Дослушав эти многословные обличения, Мадлен улыбалась нерадостной улыбкою. Я знал, она разделяла мои взгляды, ведь она была воплощением благоразумия, правдивости и честности; и все-таки она не решалась признать мою правоту, потому что давно уже задавалась вопросом, договариваю ли я до конца, притом что говорю немало верного. С некоторых пор она с намеренною сдержанностью касалась в беседе той части моей холостяцкой жизни, которая протекала вдали от нее и в которой не было никаких тайн. Вряд ли ей было известно название улицы, на которой я жил; во всяком случае, она, казалось, либо не знала его, либо позабыла. Она никогда не расспрашивала меня, что делал я в те вечера, которые проводил не с нею и относительно которых ей, если можно так выразиться, полагалось питать какие-то подозрения. Несмотря на всю беспорядочность подобного образа жизни, почти не оставлявшего времени на сон и державшего меня в состоянии непрерывной лихорадки, я в эту пору ощутил новый прилив болезненной энергии, более того, какой-то неутолимый духовный голод, что придавало работе особый вкус. За несколько месяцев наверстал упущенное время, и на столе моем, словно ворох снопов на току, громоздился урожай нового сбора, сомнительный лишь по части качества. Моя работа была, кажется, единственной темой, на которую Мадлен говорила со мною свободно, но зато сам я окружал эту тему неприступными стенами. Когда речь заходила о том, что занимает мой ум, что я читаю, над чем корплю – и господу богу известно, с какой горделивой заботой следила она за моими трудами! – я сообщал ей единственную подробность, неизменно одну и ту же: я неудовлетворен. Эта полнейшая неудовлетворенность самим собою и миром говорила о многом, и ее было более чем достаточно, чтобы Мадлен поняла истину. Если какие-то обстоятельства еще оставались в тени, вне ведения дружбы, не знавшей тайн за вычетом одной огромной тайны, то лишь потому, что Мадлен считала все объяснения по этому поводу бесполезными и неосторожными. Нечто очень хрупкое было между нами, оно то скрывалось в тени сомнений, то выходило на свет, но, подобно всем опасным истинам, боялось ясности и не хотело ее.
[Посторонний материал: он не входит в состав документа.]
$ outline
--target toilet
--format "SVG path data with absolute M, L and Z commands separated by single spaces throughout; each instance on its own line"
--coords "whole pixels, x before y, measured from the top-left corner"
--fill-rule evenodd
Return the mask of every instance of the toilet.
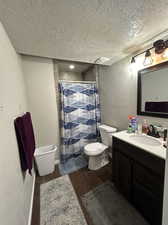
M 84 152 L 89 157 L 90 170 L 98 170 L 109 163 L 107 149 L 112 147 L 112 134 L 117 131 L 116 128 L 105 124 L 100 125 L 99 129 L 102 143 L 95 142 L 84 147 Z

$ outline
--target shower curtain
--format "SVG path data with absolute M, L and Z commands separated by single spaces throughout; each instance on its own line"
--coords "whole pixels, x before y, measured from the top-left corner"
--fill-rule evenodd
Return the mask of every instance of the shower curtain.
M 95 142 L 100 123 L 100 105 L 94 83 L 59 85 L 61 96 L 61 163 L 78 157 L 84 146 Z

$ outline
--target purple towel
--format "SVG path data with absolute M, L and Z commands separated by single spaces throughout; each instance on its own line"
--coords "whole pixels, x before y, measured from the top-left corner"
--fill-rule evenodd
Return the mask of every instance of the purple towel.
M 14 125 L 22 170 L 26 171 L 28 169 L 31 174 L 35 151 L 35 138 L 30 113 L 27 112 L 22 117 L 18 117 L 14 121 Z

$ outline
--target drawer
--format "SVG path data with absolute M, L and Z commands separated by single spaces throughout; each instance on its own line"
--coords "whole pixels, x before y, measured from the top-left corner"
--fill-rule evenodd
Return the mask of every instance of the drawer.
M 159 198 L 163 198 L 163 177 L 157 176 L 155 173 L 138 163 L 133 164 L 133 181 L 142 184 Z
M 146 168 L 151 169 L 159 176 L 164 176 L 165 160 L 161 159 L 143 149 L 137 148 L 127 142 L 113 137 L 113 151 L 120 151 L 135 162 L 139 162 Z

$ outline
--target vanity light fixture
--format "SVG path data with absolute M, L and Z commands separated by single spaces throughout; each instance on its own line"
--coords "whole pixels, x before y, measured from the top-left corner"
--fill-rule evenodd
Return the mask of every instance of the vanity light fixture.
M 144 59 L 143 65 L 149 66 L 152 63 L 153 63 L 153 59 L 152 59 L 152 56 L 151 56 L 151 52 L 150 52 L 150 50 L 147 50 L 146 53 L 145 53 L 145 59 Z
M 150 50 L 154 49 L 156 54 L 163 54 L 163 58 L 168 58 L 168 40 L 157 40 L 153 43 L 153 46 L 151 48 L 148 48 L 147 50 L 138 53 L 137 55 L 134 55 L 131 59 L 131 65 L 135 63 L 135 58 L 139 55 L 145 54 L 145 59 L 143 62 L 144 66 L 149 66 L 153 63 L 153 58 L 151 55 Z
M 70 68 L 71 70 L 73 70 L 73 69 L 75 68 L 75 66 L 74 66 L 73 64 L 71 64 L 71 65 L 69 65 L 69 68 Z
M 168 40 L 165 41 L 165 50 L 162 56 L 163 58 L 168 58 Z

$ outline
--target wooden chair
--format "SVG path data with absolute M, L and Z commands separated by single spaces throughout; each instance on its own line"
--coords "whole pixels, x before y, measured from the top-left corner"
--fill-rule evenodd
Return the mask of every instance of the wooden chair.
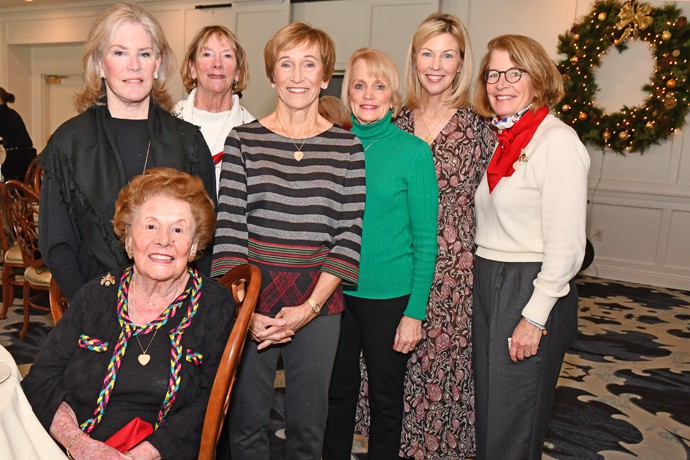
M 50 298 L 50 312 L 53 314 L 53 324 L 57 324 L 65 314 L 65 310 L 69 306 L 67 297 L 60 290 L 55 278 L 50 280 L 50 289 L 48 290 L 48 297 Z
M 5 184 L 0 182 L 0 200 L 5 195 Z M 0 319 L 7 317 L 7 310 L 14 302 L 14 288 L 24 287 L 24 259 L 19 245 L 12 236 L 4 204 L 0 215 L 0 243 L 2 244 L 2 310 Z
M 29 311 L 31 307 L 46 310 L 49 308 L 38 305 L 31 300 L 31 289 L 48 291 L 52 275 L 43 263 L 38 249 L 38 194 L 27 185 L 10 180 L 5 183 L 3 204 L 7 218 L 14 231 L 14 237 L 19 244 L 24 260 L 24 325 L 19 332 L 19 339 L 24 340 L 29 328 Z
M 43 168 L 38 164 L 38 157 L 31 160 L 26 169 L 24 183 L 33 188 L 37 195 L 41 195 L 41 182 L 43 182 Z
M 261 289 L 261 271 L 254 265 L 244 264 L 233 268 L 220 280 L 220 284 L 232 290 L 237 302 L 237 319 L 225 345 L 223 356 L 218 365 L 218 372 L 213 381 L 211 397 L 206 406 L 204 428 L 201 432 L 201 447 L 199 460 L 213 460 L 216 455 L 216 445 L 220 437 L 223 421 L 230 405 L 230 393 L 235 383 L 235 374 L 242 358 L 244 342 L 247 338 L 249 320 L 254 313 L 256 301 Z M 242 301 L 237 297 L 237 286 L 244 283 L 245 296 Z

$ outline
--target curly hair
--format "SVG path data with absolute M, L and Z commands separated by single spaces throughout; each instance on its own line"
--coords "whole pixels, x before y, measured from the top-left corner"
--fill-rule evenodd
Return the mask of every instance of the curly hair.
M 552 106 L 563 98 L 563 77 L 544 47 L 536 40 L 524 35 L 500 35 L 489 41 L 486 48 L 487 53 L 482 59 L 474 90 L 474 110 L 478 114 L 493 116 L 484 75 L 489 70 L 491 53 L 495 50 L 507 51 L 511 62 L 527 71 L 535 91 L 532 110 Z
M 209 39 L 216 35 L 218 38 L 224 38 L 230 44 L 230 47 L 235 50 L 235 57 L 237 58 L 237 73 L 235 74 L 235 86 L 233 92 L 241 93 L 249 85 L 249 63 L 247 62 L 247 52 L 244 47 L 233 34 L 230 29 L 225 26 L 215 25 L 206 26 L 196 34 L 192 42 L 187 47 L 187 52 L 182 60 L 182 67 L 180 67 L 180 74 L 182 75 L 182 84 L 191 91 L 196 86 L 196 81 L 192 78 L 192 70 L 189 65 L 196 61 L 197 54 L 206 46 Z
M 393 94 L 391 95 L 391 109 L 393 116 L 398 116 L 402 108 L 402 90 L 400 88 L 400 74 L 398 67 L 389 55 L 383 51 L 374 50 L 371 48 L 360 48 L 350 56 L 345 69 L 345 77 L 343 78 L 343 88 L 340 98 L 345 103 L 348 110 L 350 107 L 350 83 L 352 79 L 352 66 L 358 60 L 364 61 L 367 65 L 369 75 L 374 78 L 380 78 L 390 86 Z
M 113 41 L 118 28 L 125 22 L 141 24 L 151 35 L 154 53 L 160 57 L 158 79 L 153 82 L 153 100 L 161 108 L 170 111 L 173 101 L 166 85 L 174 73 L 175 56 L 165 38 L 163 28 L 156 18 L 139 5 L 118 3 L 111 6 L 96 19 L 81 53 L 81 77 L 84 86 L 75 97 L 75 105 L 80 113 L 94 105 L 103 105 L 106 90 L 100 76 L 100 64 Z
M 120 242 L 125 244 L 141 206 L 161 195 L 189 203 L 194 220 L 193 241 L 197 243 L 197 254 L 203 252 L 216 229 L 213 200 L 200 178 L 174 168 L 148 169 L 120 190 L 113 218 L 113 229 Z
M 412 36 L 412 43 L 407 54 L 407 98 L 405 106 L 410 109 L 419 107 L 422 95 L 422 84 L 417 76 L 417 53 L 424 44 L 434 37 L 450 34 L 458 44 L 462 67 L 453 80 L 447 103 L 458 109 L 470 105 L 470 85 L 472 83 L 472 48 L 467 29 L 460 20 L 445 13 L 432 13 L 417 27 Z
M 273 68 L 278 62 L 278 54 L 300 45 L 316 45 L 319 48 L 323 63 L 323 81 L 330 81 L 335 67 L 335 43 L 333 43 L 333 39 L 323 30 L 316 29 L 306 22 L 293 22 L 276 32 L 264 47 L 264 67 L 266 76 L 271 83 L 275 83 Z

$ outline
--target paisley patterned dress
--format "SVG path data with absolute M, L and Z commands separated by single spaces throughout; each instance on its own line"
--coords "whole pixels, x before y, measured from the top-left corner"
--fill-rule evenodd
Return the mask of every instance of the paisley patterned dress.
M 403 108 L 395 124 L 414 134 L 414 114 Z M 438 258 L 422 341 L 410 356 L 400 453 L 415 459 L 475 456 L 472 374 L 474 192 L 495 135 L 471 109 L 458 109 L 431 144 L 439 187 Z M 363 369 L 363 374 L 365 375 Z M 363 396 L 367 381 L 362 381 Z M 367 434 L 366 398 L 357 428 Z

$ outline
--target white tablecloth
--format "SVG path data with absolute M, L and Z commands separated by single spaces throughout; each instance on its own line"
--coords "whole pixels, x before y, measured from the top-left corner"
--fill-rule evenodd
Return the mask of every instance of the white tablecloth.
M 19 384 L 17 364 L 1 345 L 0 362 L 12 369 L 12 375 L 0 383 L 0 458 L 3 460 L 67 458 L 31 410 L 31 405 Z

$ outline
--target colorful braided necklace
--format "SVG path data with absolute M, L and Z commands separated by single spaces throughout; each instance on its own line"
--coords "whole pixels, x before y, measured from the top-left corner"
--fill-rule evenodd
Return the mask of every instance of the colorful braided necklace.
M 120 278 L 120 285 L 117 290 L 117 320 L 120 324 L 120 335 L 113 349 L 113 356 L 110 358 L 110 362 L 108 363 L 107 373 L 105 379 L 103 379 L 103 389 L 98 395 L 93 417 L 86 420 L 79 426 L 82 431 L 91 433 L 91 431 L 96 427 L 96 425 L 98 425 L 98 423 L 100 423 L 101 419 L 103 418 L 103 414 L 105 414 L 105 410 L 108 407 L 108 402 L 110 401 L 113 388 L 115 387 L 117 372 L 122 365 L 122 358 L 125 356 L 125 352 L 127 351 L 129 339 L 135 335 L 148 334 L 153 330 L 158 330 L 158 328 L 166 324 L 170 318 L 175 316 L 178 307 L 182 305 L 184 300 L 189 296 L 190 302 L 189 307 L 187 308 L 187 313 L 185 314 L 184 318 L 182 318 L 182 321 L 180 321 L 180 324 L 173 328 L 169 334 L 171 352 L 170 379 L 168 381 L 168 391 L 163 400 L 161 409 L 158 412 L 158 420 L 156 421 L 155 429 L 158 429 L 161 423 L 163 423 L 165 420 L 170 408 L 177 399 L 177 393 L 180 389 L 180 373 L 182 370 L 182 334 L 184 330 L 192 323 L 192 318 L 194 318 L 199 309 L 199 298 L 201 297 L 201 276 L 199 276 L 199 273 L 196 270 L 187 269 L 187 272 L 192 278 L 192 286 L 180 294 L 177 299 L 175 299 L 175 301 L 165 309 L 159 319 L 141 326 L 134 324 L 128 315 L 127 294 L 129 292 L 129 285 L 134 271 L 132 267 L 129 267 L 122 274 L 122 277 Z

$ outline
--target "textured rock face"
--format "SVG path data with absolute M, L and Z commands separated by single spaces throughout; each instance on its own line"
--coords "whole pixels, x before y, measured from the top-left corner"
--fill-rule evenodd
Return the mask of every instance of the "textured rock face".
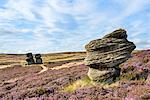
M 88 76 L 93 81 L 111 83 L 120 75 L 118 66 L 130 57 L 135 45 L 127 40 L 124 29 L 118 29 L 102 39 L 91 41 L 85 48 L 85 64 L 89 66 Z
M 33 59 L 32 53 L 27 53 L 26 56 L 27 56 L 26 61 L 27 61 L 28 65 L 31 65 L 31 64 L 34 64 L 34 63 L 35 63 L 35 62 L 34 62 L 34 59 Z
M 35 59 L 36 59 L 36 64 L 43 64 L 41 54 L 36 54 Z

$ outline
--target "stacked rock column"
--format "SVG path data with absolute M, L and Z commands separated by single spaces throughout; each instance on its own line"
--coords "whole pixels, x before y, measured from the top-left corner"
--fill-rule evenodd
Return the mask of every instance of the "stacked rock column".
M 126 31 L 119 29 L 102 39 L 92 40 L 85 48 L 89 78 L 92 81 L 112 83 L 120 76 L 119 65 L 130 57 L 135 45 L 127 40 Z

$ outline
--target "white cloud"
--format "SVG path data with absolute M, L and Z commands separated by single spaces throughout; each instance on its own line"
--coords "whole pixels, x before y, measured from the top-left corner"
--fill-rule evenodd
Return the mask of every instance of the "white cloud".
M 103 2 L 113 4 L 103 7 L 99 0 L 8 0 L 5 9 L 0 8 L 0 52 L 84 50 L 88 41 L 120 27 L 127 28 L 129 39 L 138 48 L 149 48 L 149 42 L 143 40 L 150 20 L 135 15 L 150 9 L 150 0 Z M 17 23 L 22 20 L 33 25 L 20 27 Z

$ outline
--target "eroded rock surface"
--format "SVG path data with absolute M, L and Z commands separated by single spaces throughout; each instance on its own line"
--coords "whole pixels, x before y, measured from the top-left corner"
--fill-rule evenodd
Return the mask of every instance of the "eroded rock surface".
M 120 75 L 119 65 L 130 57 L 136 46 L 127 40 L 124 29 L 118 29 L 102 39 L 92 40 L 85 48 L 88 76 L 93 81 L 111 83 Z

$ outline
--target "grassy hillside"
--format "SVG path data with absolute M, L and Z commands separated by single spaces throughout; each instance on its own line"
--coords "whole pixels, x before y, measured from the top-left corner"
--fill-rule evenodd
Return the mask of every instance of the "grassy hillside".
M 120 79 L 111 85 L 88 78 L 85 56 L 85 52 L 44 54 L 43 65 L 27 66 L 25 55 L 0 55 L 0 66 L 9 66 L 0 69 L 0 99 L 150 99 L 150 50 L 133 52 L 120 65 Z

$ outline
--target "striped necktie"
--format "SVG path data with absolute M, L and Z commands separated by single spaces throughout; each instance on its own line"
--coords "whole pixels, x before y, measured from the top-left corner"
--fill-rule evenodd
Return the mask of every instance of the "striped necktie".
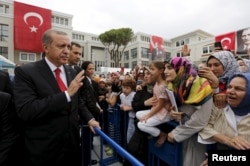
M 67 88 L 66 88 L 65 84 L 63 83 L 63 81 L 62 81 L 62 79 L 61 79 L 61 77 L 60 77 L 60 72 L 61 72 L 61 70 L 60 70 L 59 68 L 56 68 L 56 70 L 55 70 L 55 73 L 56 73 L 56 81 L 57 81 L 57 84 L 58 84 L 60 90 L 61 90 L 62 92 L 64 92 L 65 90 L 67 90 Z

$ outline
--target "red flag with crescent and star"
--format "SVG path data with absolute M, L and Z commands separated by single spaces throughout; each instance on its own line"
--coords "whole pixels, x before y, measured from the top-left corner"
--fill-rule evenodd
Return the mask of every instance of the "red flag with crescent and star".
M 235 32 L 215 36 L 215 42 L 221 42 L 223 50 L 235 50 Z
M 14 47 L 42 52 L 42 35 L 51 28 L 51 10 L 14 1 Z
M 159 36 L 151 36 L 149 52 L 152 53 L 152 60 L 162 58 L 164 54 L 164 41 L 162 37 Z

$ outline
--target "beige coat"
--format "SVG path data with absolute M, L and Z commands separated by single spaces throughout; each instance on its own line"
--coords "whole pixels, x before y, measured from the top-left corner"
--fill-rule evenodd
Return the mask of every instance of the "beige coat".
M 245 115 L 238 124 L 236 117 L 229 106 L 224 109 L 213 107 L 208 125 L 199 132 L 204 141 L 216 134 L 224 134 L 228 137 L 242 136 L 250 141 L 250 114 Z
M 190 119 L 173 130 L 174 139 L 182 143 L 183 166 L 199 166 L 205 159 L 206 145 L 197 141 L 198 132 L 207 126 L 212 111 L 213 99 L 200 106 L 182 105 L 179 111 Z

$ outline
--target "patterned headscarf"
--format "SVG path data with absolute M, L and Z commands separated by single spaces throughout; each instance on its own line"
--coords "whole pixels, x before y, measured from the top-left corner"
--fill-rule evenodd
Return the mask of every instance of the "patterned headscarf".
M 231 109 L 233 110 L 233 112 L 236 114 L 236 115 L 239 115 L 239 116 L 244 116 L 244 115 L 247 115 L 250 113 L 250 73 L 240 73 L 240 74 L 235 74 L 233 75 L 228 82 L 230 82 L 233 78 L 235 77 L 243 77 L 246 79 L 246 84 L 247 84 L 247 87 L 246 87 L 246 94 L 243 98 L 243 100 L 241 101 L 241 103 L 237 106 L 237 107 L 231 107 Z
M 230 51 L 219 51 L 213 53 L 207 59 L 207 63 L 213 57 L 220 61 L 224 68 L 223 74 L 218 77 L 219 82 L 227 82 L 230 76 L 235 73 L 240 73 L 239 65 Z
M 186 58 L 174 57 L 170 65 L 177 74 L 172 90 L 178 106 L 183 103 L 201 105 L 211 98 L 213 90 L 208 80 L 197 76 Z

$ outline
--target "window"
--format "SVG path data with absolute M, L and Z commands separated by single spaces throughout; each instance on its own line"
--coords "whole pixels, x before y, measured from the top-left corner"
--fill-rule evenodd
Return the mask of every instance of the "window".
M 5 14 L 10 13 L 9 5 L 0 4 L 0 13 L 5 13 Z
M 60 18 L 60 24 L 64 25 L 64 19 Z
M 189 38 L 185 39 L 185 44 L 189 44 Z
M 125 51 L 123 53 L 123 55 L 124 55 L 124 61 L 129 60 L 129 52 L 128 51 Z
M 81 34 L 73 33 L 72 34 L 72 38 L 75 39 L 75 40 L 82 40 L 82 41 L 84 41 L 84 35 L 81 35 Z
M 134 69 L 136 65 L 137 65 L 137 61 L 133 61 L 132 62 L 132 69 Z
M 141 64 L 142 64 L 143 66 L 149 66 L 149 61 L 142 61 Z
M 0 47 L 0 55 L 3 55 L 5 58 L 8 58 L 8 47 Z
M 66 25 L 66 26 L 68 26 L 69 24 L 68 19 L 63 18 L 63 17 L 51 16 L 51 20 L 52 20 L 52 23 L 55 23 L 55 24 Z
M 175 43 L 175 45 L 176 45 L 176 47 L 179 47 L 179 46 L 180 46 L 180 42 L 177 41 L 177 42 Z
M 137 58 L 137 48 L 131 49 L 131 58 L 132 59 Z
M 36 61 L 36 54 L 35 53 L 20 52 L 19 60 L 20 61 L 34 62 L 34 61 Z
M 149 58 L 149 49 L 148 48 L 141 48 L 141 57 L 142 58 Z
M 124 68 L 129 68 L 129 63 L 124 63 Z
M 8 41 L 9 26 L 0 24 L 0 41 Z
M 67 18 L 65 19 L 65 25 L 69 25 L 69 20 Z
M 184 40 L 181 40 L 181 45 L 183 46 L 185 43 L 184 43 Z

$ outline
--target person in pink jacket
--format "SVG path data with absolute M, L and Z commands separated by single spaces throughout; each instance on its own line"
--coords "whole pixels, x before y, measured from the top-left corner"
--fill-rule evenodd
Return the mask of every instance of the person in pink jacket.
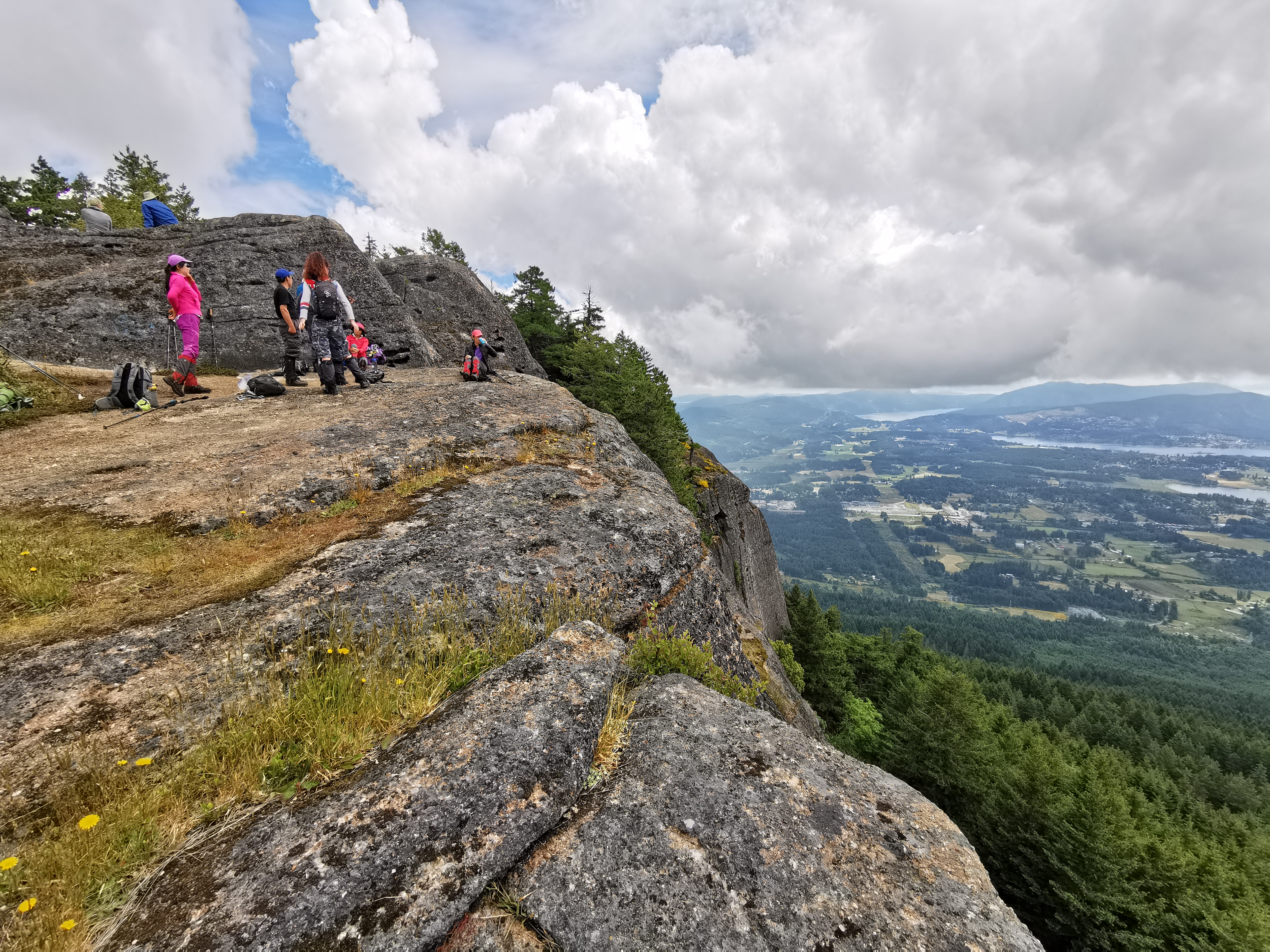
M 194 364 L 198 363 L 198 321 L 203 316 L 203 296 L 194 283 L 190 267 L 194 263 L 180 255 L 168 255 L 168 320 L 174 321 L 180 330 L 180 358 L 173 372 L 164 377 L 164 383 L 173 388 L 177 396 L 185 393 L 211 393 L 207 387 L 198 386 Z
M 371 345 L 371 339 L 366 336 L 366 327 L 353 321 L 353 333 L 344 338 L 344 340 L 348 341 L 348 359 L 356 360 L 357 366 L 364 371 L 368 363 L 366 352 Z

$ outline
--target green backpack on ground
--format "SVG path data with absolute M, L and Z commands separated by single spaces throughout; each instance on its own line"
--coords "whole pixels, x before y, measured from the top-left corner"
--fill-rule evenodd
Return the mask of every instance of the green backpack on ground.
M 10 387 L 8 383 L 0 385 L 0 414 L 29 410 L 34 405 L 36 401 L 28 396 L 23 396 L 22 391 L 17 387 Z

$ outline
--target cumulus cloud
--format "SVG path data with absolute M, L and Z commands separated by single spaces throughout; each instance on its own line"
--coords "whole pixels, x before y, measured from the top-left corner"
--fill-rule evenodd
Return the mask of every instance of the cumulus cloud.
M 594 287 L 677 387 L 1265 373 L 1270 8 L 653 5 L 733 39 L 668 50 L 646 113 L 558 83 L 483 143 L 427 131 L 425 20 L 312 9 L 292 119 L 367 199 L 335 216 Z
M 4 22 L 3 174 L 25 175 L 43 155 L 67 176 L 100 179 L 131 145 L 187 183 L 204 216 L 312 208 L 293 185 L 231 174 L 255 149 L 255 55 L 232 0 L 8 4 Z

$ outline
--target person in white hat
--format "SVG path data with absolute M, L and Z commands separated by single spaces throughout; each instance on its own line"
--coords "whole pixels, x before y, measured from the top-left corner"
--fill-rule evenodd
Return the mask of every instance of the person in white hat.
M 102 199 L 97 195 L 90 197 L 88 204 L 80 208 L 80 218 L 84 220 L 84 231 L 89 235 L 105 235 L 114 227 L 114 222 L 102 206 Z

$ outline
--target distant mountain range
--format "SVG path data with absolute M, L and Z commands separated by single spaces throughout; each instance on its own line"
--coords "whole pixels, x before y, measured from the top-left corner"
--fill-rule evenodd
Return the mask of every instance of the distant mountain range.
M 1270 397 L 1220 383 L 1133 387 L 1054 381 L 1007 393 L 839 393 L 701 396 L 679 401 L 692 438 L 725 463 L 765 456 L 799 439 L 833 439 L 876 426 L 867 414 L 937 415 L 892 423 L 893 429 L 978 429 L 1081 443 L 1166 446 L 1270 444 Z M 949 411 L 946 407 L 955 406 Z M 810 430 L 810 432 L 809 432 Z
M 1208 396 L 1212 393 L 1240 393 L 1234 387 L 1222 383 L 1163 383 L 1151 387 L 1130 387 L 1124 383 L 1071 383 L 1052 381 L 1035 387 L 1020 387 L 1008 393 L 998 393 L 974 404 L 977 413 L 1017 414 L 1029 410 L 1050 410 L 1055 406 L 1074 406 L 1077 404 L 1116 404 L 1147 397 L 1190 393 Z
M 1005 396 L 1005 395 L 1003 395 Z M 992 407 L 921 416 L 898 429 L 979 429 L 1077 443 L 1238 446 L 1270 443 L 1270 397 L 1231 391 L 1168 393 L 1138 400 L 1074 404 L 1044 409 Z

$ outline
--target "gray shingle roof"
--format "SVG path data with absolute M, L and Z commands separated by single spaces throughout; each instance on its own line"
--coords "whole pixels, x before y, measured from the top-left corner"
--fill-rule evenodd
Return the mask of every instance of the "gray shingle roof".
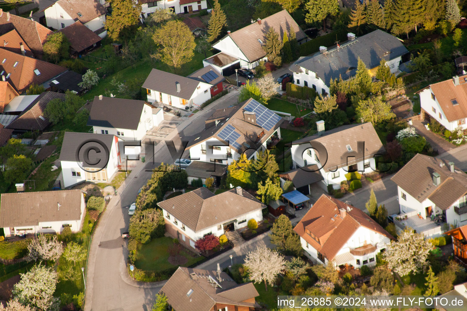
M 180 83 L 180 92 L 176 83 Z M 199 82 L 157 69 L 151 70 L 142 87 L 188 100 L 198 87 Z
M 81 216 L 82 196 L 80 189 L 2 194 L 0 227 L 78 220 Z M 59 208 L 57 203 L 60 205 Z
M 87 125 L 137 130 L 145 104 L 155 108 L 142 100 L 95 96 Z
M 382 59 L 389 61 L 408 52 L 396 37 L 378 29 L 342 43 L 338 50 L 328 48 L 326 53 L 301 57 L 290 65 L 290 70 L 297 72 L 297 66 L 303 67 L 329 85 L 332 78 L 341 75 L 346 80 L 354 76 L 359 57 L 371 69 L 379 66 Z

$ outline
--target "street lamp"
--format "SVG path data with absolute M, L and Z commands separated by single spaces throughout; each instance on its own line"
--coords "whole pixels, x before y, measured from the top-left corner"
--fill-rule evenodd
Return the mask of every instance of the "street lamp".
M 83 273 L 83 280 L 85 282 L 85 289 L 86 289 L 86 279 L 85 278 L 85 268 L 81 267 L 81 272 Z

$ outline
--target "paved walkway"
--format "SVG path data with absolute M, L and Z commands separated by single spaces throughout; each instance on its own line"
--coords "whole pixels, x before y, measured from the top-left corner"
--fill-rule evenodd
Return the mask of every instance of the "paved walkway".
M 427 130 L 422 121 L 414 121 L 413 126 L 417 129 L 417 132 L 425 137 L 426 139 L 426 141 L 430 143 L 433 150 L 438 150 L 439 154 L 444 153 L 455 148 L 455 146 L 451 143 L 439 137 L 432 131 Z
Мадлен догадывалась, иначе и быть не могло; но с какого времени? Возможно, был какой-то момент, когда она, ощутив, что собственное ее дыхание становится горячей, почувствовала, что в воздухе веет жаром, непохожим на ровное тепло нашей давней и безмятежной дружбы. Но, уверившись наконец, что она и впрямь догадалась, я почувствовал, что мне этого мало. Я захотел доказательств и, если можно так выразиться, захотел вынудить Мадлен представить мне эти доказательства. Меня ни на миг не остановила мысль о том, что в таком маневре есть что-то непорядочное, злобное и постыдное. Я стал донимать Мадлен безмолвными вопросами. Ко множеству намеков, позволявших нам понимать друг друга с полуслова, как водится между ближайшими друзьями, я добавил новые, более прозрачные. Мы и прежде шли по тропинкам, усеянным ловушками, но шли осторожно; теперь я сам расставлял капканы на каждом шагу. Я был одержим каким-то извращенным желанием не давать ей покоя, не выпускать из осады, вынудить признание вопреки последним усилиям ее сдержанности. Я хотел отомстить за долгое молчание, на которое меня обрекли в начале робость, затем уважение к ее браку, затем уважение к ней самой, затем жалость. Маска, которую я носил три года, стала мне в тягость, я сбросил ее. Я больше не боялся ясности. Я почти жаждал взрыва, хотя знал, как ужасно будет это для нее; что же до ее душевного покоя, которому моя слепая и бесчеловечная нескромность грозила гибелью, я о нем не думал.